W2.R


Video 2 - STRUCTURE OF DATA ANALYSIS _ Part I

1. Define Question
2. Define ideal data set
Depending on goal:sam
  Descriptive: whole population
  Exploratory: random sample with many variables measured
  Inferential: right population, randomly sampled
  Predictive: training and test data set from same population
  Causua: data from a randomized study
  Mechanistic: data about all components of the system


3. Determine accessible data
4. Obtain data
5. Clean Data
  may need reformating, subsamling, know sources of data, and determine if data is good enough, know how it is pre-proccessedlibarr


                Video 3 - STRUCTURE OF DATA ANALYSIS _ PART II
6. Exploratory Data Analysis
  Since we're trying to perform a prediction, we need a training set and a test set. Did this by creating a random training set indicator'
  look at summaries of the data, check for missing data, create exploratory plots, peform exploratory analyses (eg: clustering)

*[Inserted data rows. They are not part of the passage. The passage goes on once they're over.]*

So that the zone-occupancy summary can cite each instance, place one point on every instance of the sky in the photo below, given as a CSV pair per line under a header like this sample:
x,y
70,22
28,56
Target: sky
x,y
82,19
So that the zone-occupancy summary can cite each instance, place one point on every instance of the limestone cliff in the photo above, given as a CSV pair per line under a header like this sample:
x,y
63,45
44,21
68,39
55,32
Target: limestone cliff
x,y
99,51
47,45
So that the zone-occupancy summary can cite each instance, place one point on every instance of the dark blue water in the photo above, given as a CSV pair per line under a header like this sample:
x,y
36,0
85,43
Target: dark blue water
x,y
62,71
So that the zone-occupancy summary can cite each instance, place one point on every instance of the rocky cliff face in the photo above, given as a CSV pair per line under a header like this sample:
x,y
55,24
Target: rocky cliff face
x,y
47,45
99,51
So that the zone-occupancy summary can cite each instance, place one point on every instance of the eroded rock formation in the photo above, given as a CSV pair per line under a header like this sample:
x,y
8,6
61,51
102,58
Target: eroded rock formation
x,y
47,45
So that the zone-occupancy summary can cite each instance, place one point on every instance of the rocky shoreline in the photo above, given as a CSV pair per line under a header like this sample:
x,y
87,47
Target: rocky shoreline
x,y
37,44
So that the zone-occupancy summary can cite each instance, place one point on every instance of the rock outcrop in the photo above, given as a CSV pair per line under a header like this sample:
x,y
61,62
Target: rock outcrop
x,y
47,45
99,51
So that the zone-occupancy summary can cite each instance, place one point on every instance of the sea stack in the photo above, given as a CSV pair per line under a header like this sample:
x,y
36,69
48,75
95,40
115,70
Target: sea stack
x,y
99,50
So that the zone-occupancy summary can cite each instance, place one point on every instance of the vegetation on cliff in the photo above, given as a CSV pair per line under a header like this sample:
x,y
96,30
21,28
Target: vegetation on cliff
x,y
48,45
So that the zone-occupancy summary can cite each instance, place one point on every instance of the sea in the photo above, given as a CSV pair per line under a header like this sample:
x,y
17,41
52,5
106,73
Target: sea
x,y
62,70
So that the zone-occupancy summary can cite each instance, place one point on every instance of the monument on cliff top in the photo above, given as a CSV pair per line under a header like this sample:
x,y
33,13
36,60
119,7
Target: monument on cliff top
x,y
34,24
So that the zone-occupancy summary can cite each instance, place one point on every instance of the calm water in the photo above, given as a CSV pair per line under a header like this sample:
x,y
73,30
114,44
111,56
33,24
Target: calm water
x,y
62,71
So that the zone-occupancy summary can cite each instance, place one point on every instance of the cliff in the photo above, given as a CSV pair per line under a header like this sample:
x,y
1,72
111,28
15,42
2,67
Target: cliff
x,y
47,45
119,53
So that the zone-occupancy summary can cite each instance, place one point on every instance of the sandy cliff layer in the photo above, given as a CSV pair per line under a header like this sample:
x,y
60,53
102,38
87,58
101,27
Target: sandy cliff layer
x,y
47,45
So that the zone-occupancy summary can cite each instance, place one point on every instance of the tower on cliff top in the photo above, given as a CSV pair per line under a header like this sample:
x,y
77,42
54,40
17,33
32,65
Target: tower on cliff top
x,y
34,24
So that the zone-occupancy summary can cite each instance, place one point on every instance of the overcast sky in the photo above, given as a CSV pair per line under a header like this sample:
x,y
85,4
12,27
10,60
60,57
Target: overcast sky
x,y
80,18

7. Statistical prediciton/modeling
  should be informed by results from exploratory analysis
  exact methods depend on question of interest
  transformations/processing should be accounted for when necessary
  measures of uncertainty should be reported
8. Interpret Results
  Use Appropriate Language
    Describes
    Inferential analysis: Correlates with/associated with
    Causal analysis: leads to/causes
    Prediction analysis: predicts
  Give explanation, interpret coefficients, and report measures of uncertainty
9. Challenge Results
  challenge all steps, measures of uncertainty, choices of terms in models, and think of potential alternative analyses
10. Synthesize/write up results
  Lead with a question
  Summarize analyses into the story, starts with beginning, then explains how performed the analysis, and ends with a conclusion. Don't include ever analysis, Include it only if it's needed for the story or needed to address a challenge
  Order analyses according to the story, rather than chronologically.
  Make pretty
11. Create reproducible code

                        Video 4 - ORGANIZING DATA ANALYSIS

Data
-Have 2 folders: (raw (have source) and processed (must be nice, named, easy to see -should occur in the README file - report location where data was found) data)

Figures
-Exploratory Figures (used to mess around with data, not presentable)
-Final Figures (presentable)

Code Folders
-Folder just for R code
  -Raw Scripts
    -less commented, multiple versions
  -Final Scripts (reproduce all analyses I used in presentation)
    -put small comments liberally, bigger commented blocks for whole sections. Put final process)
  -R Markdown Files (integrated bits of code and writing allow me to comment in code)
    -addition or substitute to distributed final scripts. very structured
Text 
  -Readme files (not necessarily in R markdown)
  -Text of Analysis
    -Include: title, introduction (motivation), methods (stats I used), results (include measures of uncertainty), and conclusions (or potential problems)
    -Tell a story
    -Don't include every analysis I did'
    -References should be included for statistical methods

                          Video 5 - GETTING DATA (PART I)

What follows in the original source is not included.